5 Mint Oreos
[journal 10/8/13]
Somewhere between the mint Oreos, blaring Led Zeppelin, and observing tree growth patterns, I noticed a figure in the road.
My first thought was that it was the tungsten miner I had picked up in the Yukon the day before. Today, I had seen somewhere around zero people, so I envisioned pulling over, laughing, and telling Rob to “Get the hell back in.” But as I closed in, the figure was no hitchhiker named Rob, it was some unknown cyclist.
I laughed and thought to myself, “Well, I get to keep trying.” You see, I play this game… every time I pass a cyclist, I slow down and ask if they need anything… sugar, fruit, chocolate, beer, whiskey (if I have any). Seems only right, considering I’ve got my whole home with me, and they’ve got just a sad stack of necessities.
No one ever takes me up on the offer. “I’m good,” they always say, as their knees keep pumping out pedal rotations. “OK, you’re the one missing out on the good stuff,” I think.
I get it though, I would probably do the same… it takes a severe sense of stubbornness to undertake any long solo cycling tour, especially now, as winter flung itself on the Alaska Highway. The people out here aren’t the type who want help.
But I leaned over to the passenger-window crank, spun the knob, and downshifted to his pace – 2nd gear. “You want anything?” I yelled (it could have been a more direct question, like, “Do you want an apple?”). “You have any sugar?” he screamed back.
I had just the thing… I knew there were 5 mint Oreos left in the pack. When I handed them to him in the 3PM orange light of the North, he said in a Dutch accent, “You are making my day right now.”
His name was Dirk and was a guy about my age from Amsterdam. He told me his trip was called 99% Ride; he was riding from the tip of Alaska to the tip of Argentina for charity. He was 1 month into a 17 month commitment.
“Tough son of a bitch,” I thought to myself and asked about his dramatic lifestyle change. He told me he had been working in an office all week and going to the clubs on the weekend. “I realized there had to be more to life,” he said… “It came together very fast, selling all my stuff and flying to Anchorage.” This all made good sense to me.
Driving away, I felt a couple feelings: first of inadequacy, him pedaling, me doing it the easy way – holding down the pedal. But then I realized we were on different paths, and Donnie was perfect for mine.
[journal 2/22/14]
Back in California after 9 months away. Simon (or was it Garfunkel?) sang about gathering all the news you need on the weather report. I looked lazily across the 101, lost in some sort of daydream bliss about the last week.
On the shoulder of the southbound lane, pedaling like a man running from the law, passed a familiar figure. He was gone before I got two looks.

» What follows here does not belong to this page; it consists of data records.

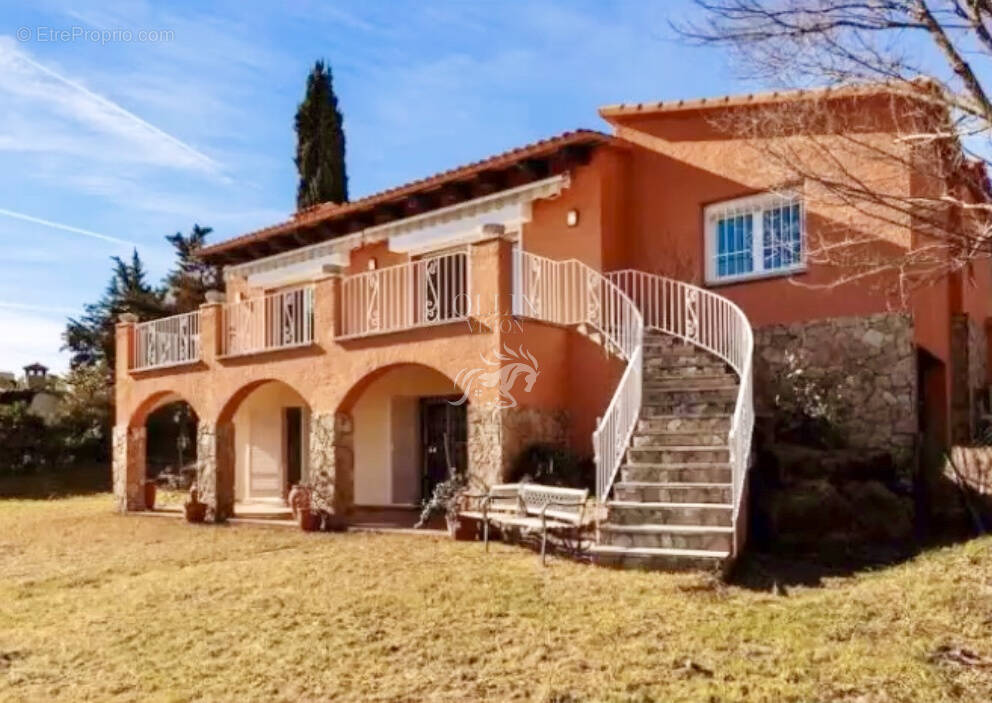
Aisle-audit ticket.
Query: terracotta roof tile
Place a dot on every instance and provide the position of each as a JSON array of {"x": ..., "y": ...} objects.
[{"x": 330, "y": 211}]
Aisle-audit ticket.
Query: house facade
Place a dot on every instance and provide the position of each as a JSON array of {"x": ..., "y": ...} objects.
[{"x": 635, "y": 297}]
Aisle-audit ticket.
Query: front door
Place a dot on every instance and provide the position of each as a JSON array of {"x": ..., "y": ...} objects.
[{"x": 444, "y": 441}]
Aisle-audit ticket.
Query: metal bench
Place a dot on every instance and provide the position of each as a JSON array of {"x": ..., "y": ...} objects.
[{"x": 533, "y": 507}]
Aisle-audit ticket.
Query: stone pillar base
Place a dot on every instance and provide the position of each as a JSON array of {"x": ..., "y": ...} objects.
[
  {"x": 129, "y": 468},
  {"x": 215, "y": 469}
]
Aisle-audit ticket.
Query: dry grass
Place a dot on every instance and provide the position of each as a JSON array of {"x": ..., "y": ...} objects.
[{"x": 97, "y": 607}]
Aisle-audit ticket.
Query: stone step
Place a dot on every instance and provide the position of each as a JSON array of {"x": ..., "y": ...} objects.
[
  {"x": 652, "y": 409},
  {"x": 647, "y": 439},
  {"x": 657, "y": 559},
  {"x": 651, "y": 492},
  {"x": 680, "y": 366},
  {"x": 699, "y": 472},
  {"x": 691, "y": 382},
  {"x": 690, "y": 394},
  {"x": 685, "y": 423},
  {"x": 678, "y": 454},
  {"x": 636, "y": 513},
  {"x": 711, "y": 538}
]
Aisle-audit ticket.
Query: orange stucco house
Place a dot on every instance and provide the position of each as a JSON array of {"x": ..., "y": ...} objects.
[{"x": 632, "y": 296}]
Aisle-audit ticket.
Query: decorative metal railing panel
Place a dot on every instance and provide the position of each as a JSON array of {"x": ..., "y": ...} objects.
[
  {"x": 169, "y": 341},
  {"x": 571, "y": 293},
  {"x": 280, "y": 320},
  {"x": 421, "y": 293},
  {"x": 716, "y": 324}
]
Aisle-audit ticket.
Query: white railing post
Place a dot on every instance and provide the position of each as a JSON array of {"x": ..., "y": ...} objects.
[
  {"x": 168, "y": 341},
  {"x": 571, "y": 293},
  {"x": 281, "y": 320},
  {"x": 422, "y": 293}
]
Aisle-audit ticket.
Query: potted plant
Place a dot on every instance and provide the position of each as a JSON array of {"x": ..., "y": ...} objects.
[
  {"x": 194, "y": 509},
  {"x": 150, "y": 489},
  {"x": 310, "y": 506},
  {"x": 449, "y": 497}
]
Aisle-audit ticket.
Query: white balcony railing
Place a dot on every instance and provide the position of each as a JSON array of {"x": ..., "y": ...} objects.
[
  {"x": 280, "y": 320},
  {"x": 422, "y": 293},
  {"x": 169, "y": 341},
  {"x": 716, "y": 324},
  {"x": 571, "y": 293}
]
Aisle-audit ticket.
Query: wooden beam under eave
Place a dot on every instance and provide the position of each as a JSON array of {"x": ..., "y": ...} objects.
[
  {"x": 416, "y": 204},
  {"x": 486, "y": 182}
]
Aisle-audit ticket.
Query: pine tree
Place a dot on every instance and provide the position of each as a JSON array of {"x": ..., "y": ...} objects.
[
  {"x": 91, "y": 337},
  {"x": 187, "y": 284},
  {"x": 320, "y": 143}
]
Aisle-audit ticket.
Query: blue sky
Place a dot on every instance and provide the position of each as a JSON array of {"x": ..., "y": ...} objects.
[{"x": 105, "y": 146}]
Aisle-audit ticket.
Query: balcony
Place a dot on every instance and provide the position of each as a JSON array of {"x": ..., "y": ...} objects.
[
  {"x": 422, "y": 293},
  {"x": 169, "y": 341},
  {"x": 283, "y": 320}
]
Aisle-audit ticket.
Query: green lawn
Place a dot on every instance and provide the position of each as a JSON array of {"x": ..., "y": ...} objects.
[{"x": 98, "y": 607}]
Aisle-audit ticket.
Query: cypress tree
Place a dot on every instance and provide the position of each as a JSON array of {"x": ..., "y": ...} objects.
[{"x": 320, "y": 143}]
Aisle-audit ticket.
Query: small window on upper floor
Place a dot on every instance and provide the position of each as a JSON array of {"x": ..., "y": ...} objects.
[{"x": 753, "y": 237}]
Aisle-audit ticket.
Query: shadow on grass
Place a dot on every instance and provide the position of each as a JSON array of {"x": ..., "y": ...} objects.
[{"x": 79, "y": 480}]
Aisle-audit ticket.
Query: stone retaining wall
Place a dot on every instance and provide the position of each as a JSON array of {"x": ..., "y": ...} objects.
[
  {"x": 968, "y": 360},
  {"x": 874, "y": 355}
]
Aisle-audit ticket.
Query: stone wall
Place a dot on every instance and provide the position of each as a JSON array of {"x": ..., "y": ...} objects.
[
  {"x": 215, "y": 465},
  {"x": 968, "y": 360},
  {"x": 522, "y": 427},
  {"x": 497, "y": 436},
  {"x": 872, "y": 357},
  {"x": 332, "y": 463}
]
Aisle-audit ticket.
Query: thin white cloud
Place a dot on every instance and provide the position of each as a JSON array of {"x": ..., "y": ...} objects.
[
  {"x": 25, "y": 78},
  {"x": 66, "y": 228},
  {"x": 38, "y": 338},
  {"x": 38, "y": 308}
]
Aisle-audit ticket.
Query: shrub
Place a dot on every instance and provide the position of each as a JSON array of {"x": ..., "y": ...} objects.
[
  {"x": 810, "y": 409},
  {"x": 553, "y": 466}
]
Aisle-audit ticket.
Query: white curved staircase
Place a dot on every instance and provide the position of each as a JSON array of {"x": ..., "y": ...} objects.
[
  {"x": 673, "y": 446},
  {"x": 672, "y": 504}
]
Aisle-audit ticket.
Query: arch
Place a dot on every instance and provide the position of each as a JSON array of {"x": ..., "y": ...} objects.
[
  {"x": 232, "y": 404},
  {"x": 398, "y": 429},
  {"x": 259, "y": 446},
  {"x": 356, "y": 390}
]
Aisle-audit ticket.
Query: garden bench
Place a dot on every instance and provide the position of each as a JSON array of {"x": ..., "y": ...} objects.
[{"x": 533, "y": 507}]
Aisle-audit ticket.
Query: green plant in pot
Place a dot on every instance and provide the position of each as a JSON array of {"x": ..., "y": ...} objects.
[
  {"x": 448, "y": 498},
  {"x": 312, "y": 505},
  {"x": 195, "y": 510}
]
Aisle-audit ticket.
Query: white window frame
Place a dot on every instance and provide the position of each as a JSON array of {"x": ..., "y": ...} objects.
[{"x": 754, "y": 205}]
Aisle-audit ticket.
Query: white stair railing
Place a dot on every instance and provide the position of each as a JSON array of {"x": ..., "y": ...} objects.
[
  {"x": 168, "y": 341},
  {"x": 717, "y": 325},
  {"x": 572, "y": 293},
  {"x": 280, "y": 320},
  {"x": 421, "y": 293}
]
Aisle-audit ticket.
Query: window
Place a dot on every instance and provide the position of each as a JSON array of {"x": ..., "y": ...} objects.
[{"x": 756, "y": 236}]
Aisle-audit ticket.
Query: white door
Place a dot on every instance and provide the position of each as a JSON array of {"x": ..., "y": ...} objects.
[{"x": 265, "y": 481}]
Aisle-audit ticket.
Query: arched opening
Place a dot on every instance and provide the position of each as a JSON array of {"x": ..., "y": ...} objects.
[
  {"x": 270, "y": 424},
  {"x": 170, "y": 452},
  {"x": 409, "y": 430},
  {"x": 155, "y": 456}
]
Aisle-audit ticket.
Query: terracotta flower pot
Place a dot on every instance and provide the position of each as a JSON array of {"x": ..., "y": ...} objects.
[
  {"x": 309, "y": 520},
  {"x": 195, "y": 512},
  {"x": 150, "y": 490}
]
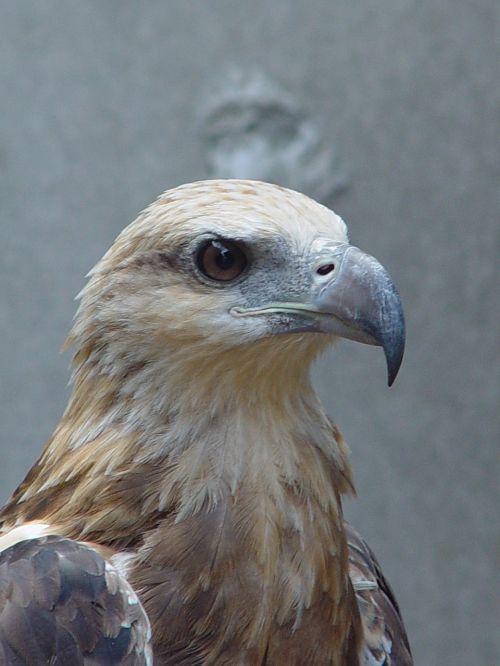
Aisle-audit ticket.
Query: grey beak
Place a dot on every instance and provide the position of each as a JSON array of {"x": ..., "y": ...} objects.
[{"x": 365, "y": 306}]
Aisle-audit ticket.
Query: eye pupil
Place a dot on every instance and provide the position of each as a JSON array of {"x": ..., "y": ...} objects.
[
  {"x": 221, "y": 260},
  {"x": 225, "y": 258}
]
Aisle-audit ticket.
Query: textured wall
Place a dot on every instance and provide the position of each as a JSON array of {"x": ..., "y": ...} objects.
[{"x": 100, "y": 102}]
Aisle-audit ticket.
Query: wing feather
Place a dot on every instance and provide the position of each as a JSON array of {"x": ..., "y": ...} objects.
[
  {"x": 62, "y": 603},
  {"x": 385, "y": 639}
]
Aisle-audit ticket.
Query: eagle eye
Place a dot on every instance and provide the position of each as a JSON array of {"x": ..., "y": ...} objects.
[{"x": 221, "y": 260}]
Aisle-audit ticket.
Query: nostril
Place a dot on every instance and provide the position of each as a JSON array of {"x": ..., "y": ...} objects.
[{"x": 325, "y": 269}]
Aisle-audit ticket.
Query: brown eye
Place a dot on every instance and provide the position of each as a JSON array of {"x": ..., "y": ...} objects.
[{"x": 221, "y": 260}]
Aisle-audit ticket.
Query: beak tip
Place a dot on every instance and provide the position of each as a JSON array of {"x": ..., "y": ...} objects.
[{"x": 394, "y": 360}]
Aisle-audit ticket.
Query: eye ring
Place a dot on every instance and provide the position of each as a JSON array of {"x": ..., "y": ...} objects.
[{"x": 221, "y": 260}]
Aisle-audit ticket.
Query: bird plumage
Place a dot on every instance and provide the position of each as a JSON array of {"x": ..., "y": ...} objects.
[{"x": 194, "y": 455}]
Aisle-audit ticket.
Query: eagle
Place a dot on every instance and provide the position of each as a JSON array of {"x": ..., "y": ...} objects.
[{"x": 188, "y": 508}]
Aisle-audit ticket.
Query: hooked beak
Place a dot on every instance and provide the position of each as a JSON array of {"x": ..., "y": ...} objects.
[
  {"x": 363, "y": 305},
  {"x": 351, "y": 296}
]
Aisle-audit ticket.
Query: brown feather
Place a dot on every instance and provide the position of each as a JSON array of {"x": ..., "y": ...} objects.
[{"x": 200, "y": 461}]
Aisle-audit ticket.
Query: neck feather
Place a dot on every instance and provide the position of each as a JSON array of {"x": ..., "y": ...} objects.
[{"x": 182, "y": 433}]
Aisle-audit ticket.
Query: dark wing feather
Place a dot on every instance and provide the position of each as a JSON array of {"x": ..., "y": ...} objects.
[
  {"x": 61, "y": 603},
  {"x": 385, "y": 639}
]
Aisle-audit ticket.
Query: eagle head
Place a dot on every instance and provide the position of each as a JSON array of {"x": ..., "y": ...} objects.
[{"x": 220, "y": 271}]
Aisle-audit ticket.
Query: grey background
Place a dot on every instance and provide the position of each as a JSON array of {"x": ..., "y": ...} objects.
[{"x": 99, "y": 101}]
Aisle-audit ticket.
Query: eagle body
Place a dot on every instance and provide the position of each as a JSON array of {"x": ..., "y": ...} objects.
[{"x": 194, "y": 464}]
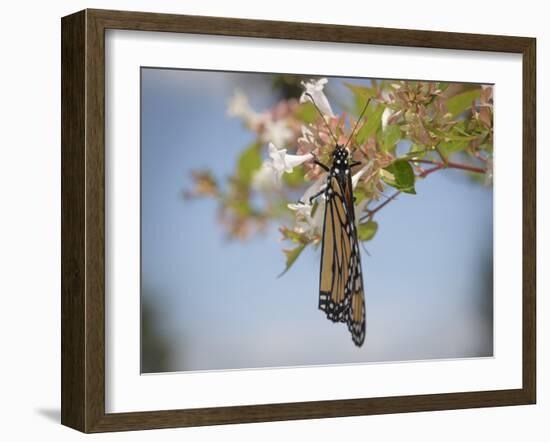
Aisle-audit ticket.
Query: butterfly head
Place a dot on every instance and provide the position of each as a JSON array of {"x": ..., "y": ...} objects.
[{"x": 340, "y": 155}]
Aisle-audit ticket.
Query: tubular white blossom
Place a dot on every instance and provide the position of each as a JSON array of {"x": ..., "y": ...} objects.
[
  {"x": 315, "y": 89},
  {"x": 283, "y": 162},
  {"x": 386, "y": 115},
  {"x": 314, "y": 188}
]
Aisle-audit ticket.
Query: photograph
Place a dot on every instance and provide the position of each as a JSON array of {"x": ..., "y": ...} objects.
[{"x": 297, "y": 220}]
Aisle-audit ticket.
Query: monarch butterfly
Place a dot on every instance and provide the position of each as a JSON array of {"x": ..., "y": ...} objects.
[{"x": 341, "y": 293}]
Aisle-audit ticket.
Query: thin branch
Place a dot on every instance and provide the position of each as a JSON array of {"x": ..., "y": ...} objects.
[
  {"x": 452, "y": 165},
  {"x": 370, "y": 213}
]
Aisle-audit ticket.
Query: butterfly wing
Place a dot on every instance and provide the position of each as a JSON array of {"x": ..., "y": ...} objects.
[{"x": 341, "y": 294}]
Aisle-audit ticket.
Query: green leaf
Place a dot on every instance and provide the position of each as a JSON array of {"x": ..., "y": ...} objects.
[
  {"x": 307, "y": 113},
  {"x": 416, "y": 151},
  {"x": 401, "y": 176},
  {"x": 291, "y": 257},
  {"x": 460, "y": 102},
  {"x": 249, "y": 162},
  {"x": 366, "y": 231},
  {"x": 374, "y": 119},
  {"x": 391, "y": 137},
  {"x": 449, "y": 147}
]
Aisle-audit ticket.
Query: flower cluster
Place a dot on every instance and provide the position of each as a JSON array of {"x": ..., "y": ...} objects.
[{"x": 399, "y": 131}]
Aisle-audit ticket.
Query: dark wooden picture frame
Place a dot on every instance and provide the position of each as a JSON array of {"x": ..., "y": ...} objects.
[{"x": 83, "y": 219}]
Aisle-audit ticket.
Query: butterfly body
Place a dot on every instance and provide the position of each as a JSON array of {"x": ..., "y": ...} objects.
[{"x": 341, "y": 294}]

It couldn’t be, could it?… Dirk?!? My Dutch friend who likes mint Oreos? There was something in that single glimpse that was all I needed.
“How to catch him without killing him?” I thought, as I spun a U and punched hard in 3rd. The shoulder was narrow here, so we were going to need perfect timing.
His knees were pumping powerful pistons; I spotted the only exit, flew in just ahead of him and opened my door, screaming as he was passing… “Dirk! Dirk!!” I was in his lane now and he almost crashed into me, skidding to a slow stop with his heavy touring bike.
“Matt?! 63mph Matt?!” he screamed back.
“It’s me!” I screamed, even though we didn’t need to be screaming anymore.
“I thought the van that cut me off looked familiar.”
“There was no other way, man."
His sunglasses lay on the ground, a result of our sloppy bear hug. My bare feet sank into the hot tar. We had both been on the road for a very long time now, and it seemed words meant nothing in this moment of chance. We tried a few questions, but we mostly smiled… bigger than almost any smile before.
After wishing for a 3rd crossing of our paths on some unknown day of some unknown year, we both got back underway, me heading North and him heading South… very far South.